Search code examples
pythonfor-loopbeautifulsouptypeerrornonetype

Python: "if i.find('a')['id'] is not None:" returns TypeError 'NoneType' object is not subscriptable, but print() returns a value


What I'm trying to do:

I'm trying to write a script that scrapes a website for product information.

Currently, the program uses a for-loop to scrape for a product price and a unique ID.

The for-loop contains two if-statements to stop it from scraping NoneTypes.

import requests
from bs4 import BeautifulSoup


def average(price_list):
    return sum(price_list) / len(price_list)


# Requests search data from Website
page_link = 'URL'
page_response = requests.get(page_link, timeout=5)  # gets the webpage (search) from Website
page_content = BeautifulSoup(page_response.content, 'html.parser')  # turns the webpage it just retrieved into a BeautifulSoup-object

# Selects the product listings from page content so we can work with these
product_listings = page_content.find_all("div", {"class": "unit flex align-items-stretch result-item"})
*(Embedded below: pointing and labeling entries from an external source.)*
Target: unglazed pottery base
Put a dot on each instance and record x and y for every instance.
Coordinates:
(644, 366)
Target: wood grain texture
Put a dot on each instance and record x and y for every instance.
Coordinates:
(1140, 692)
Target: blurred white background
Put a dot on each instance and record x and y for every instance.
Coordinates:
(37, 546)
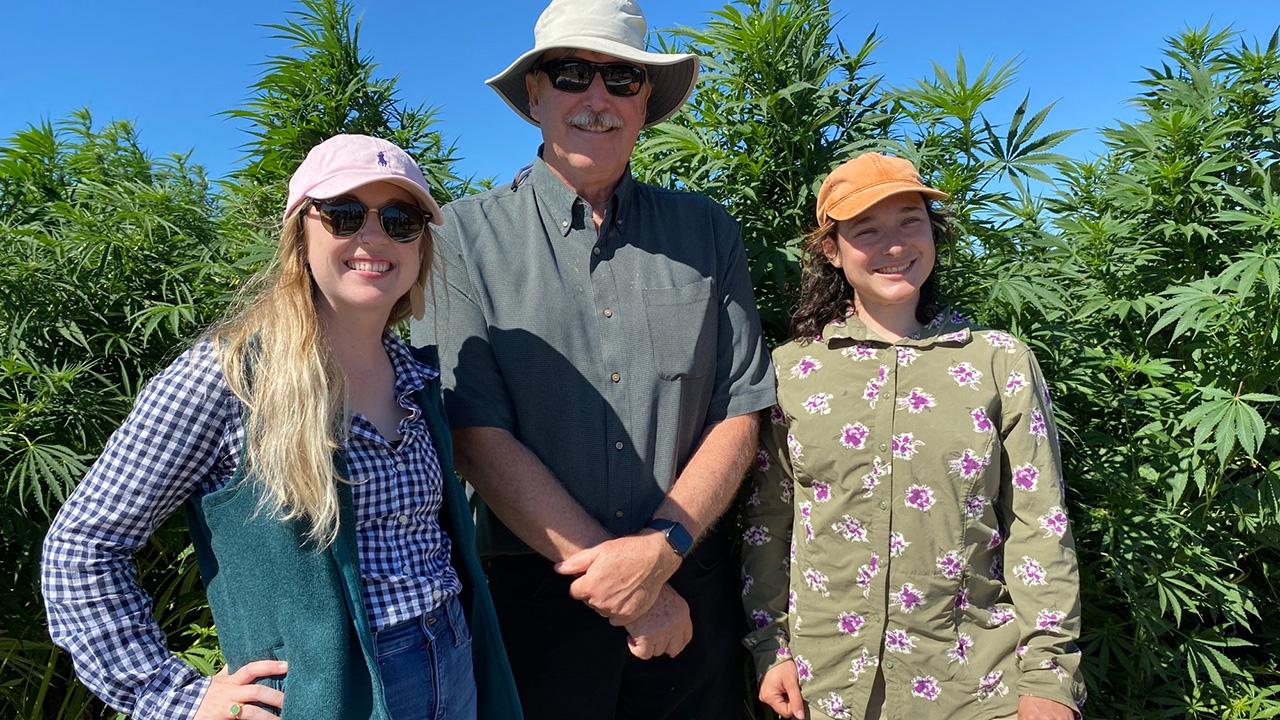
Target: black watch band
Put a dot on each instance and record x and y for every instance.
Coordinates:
(677, 537)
prices = []  # Creates a list to add the prices to
uids = [] # Creates a list to store the unique ids

for product in product_listings:

## UIDS 
    if product.find('a')['id'] is not None:
        uid = product.find('a')['id']
        uids.append(uid)

# PRICES
    if product.find('p', class_ = 'result-price man milk word-break') is not None:# assures that the loop only finds the prices
        price = int(product.p.text[:-2].replace(u'\xa0', ''))  # makes a temporary variable where the last two chars of the string (,-) and whitespace are removed, turns into int
        prices.append(price)  # adds the price to the list

The problem:

On if product.find('a')['id'] is not None:, I get a Exception has occurred: TypeError 'NoneType' object is not subscriptable.

Whoever, if I run print(product.find('a')['id']), I get the value I'm looking for, which make me really confused. Don't that mean that the error is not a NoneType?

Also, if product.find('p', class_ = 'result-price man milk word-break') is not None: works flawlessly.

What I've tried:

I've tried assigning if product.find('p', class_ = 'result-price man milk word-break')to an variable and then running it in the for-loop, but that did not work. I've also made my fair share of googling, but to no prevail. The problem there might be that I'm relatively new to programming and don't know exactly what to search for, but I've still found a lot of answers that seem to be to related problems, but that won't work in my code.

Any help would be greatly appreciated!


Solution

  • Just make an intermediate step:

    res = product.find('a')
    
    if res is not None and res['id'] is not None:
        uids.append(res['id'])
    

    That way, if find returns None because the item was not found, you will not end up trying to subscript NoneType.